Any commercial legalization of marijuana will face the issue of vertical integration. The law can require it (as Colorado does in most cases), ban it (as Washington state does for producers and retailers), or tilt toward it or against it.
The statesmen who brought us out of alcohol Prohibition banned vertical integration: They set up a three-tier system that prevented the return of the brewer-owned Saloon. Maybe that has some relevance for marijuana legalization.
Tilting against vertical integration turns out to solve a tax problem that might crop up. While a weight or potency base for marijuana taxation is preferable to an ad valorem or percentage base for reasons discussed over and over at www.newrevenue.org, many primitive marijuana excise taxes use that unfortunate ad valorem base. A wholesale level tax is better than a retail level tax, because a wholesale tax avoids leakage (ranging from pilferage to hijacked trucks). But for a vertically integrated business, a wholesale level ad valorem tax requires guessing at an artificial price – the same transfer pricing problem that has made a laughingstock of the world’s international tax rules. What did the left hand (the farmer) charge the right hand (the retailer)? There’s no right answer.

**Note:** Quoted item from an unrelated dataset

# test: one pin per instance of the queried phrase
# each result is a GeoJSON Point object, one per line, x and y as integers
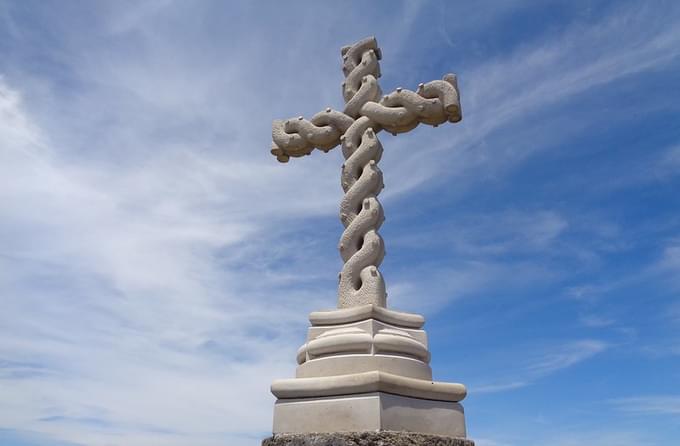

If an ad valorem tax and vertical integration co-exist, applying the tax at the first sale to an unrelated party solves the transfer pricing problem. Everyone will know the price, because it’s an actual arm’s-length price.
Maybe that solution to the tax problem tilts against vertical integration, because the total tax paid would be higher later in the supply chain, when more value has been added. Maybe the alcohol rules have served their purpose. But maybe, as the repealers of Alcohol Prohibition thought, preventing the accumulation of market power in the marijuana industry would be a good way to start.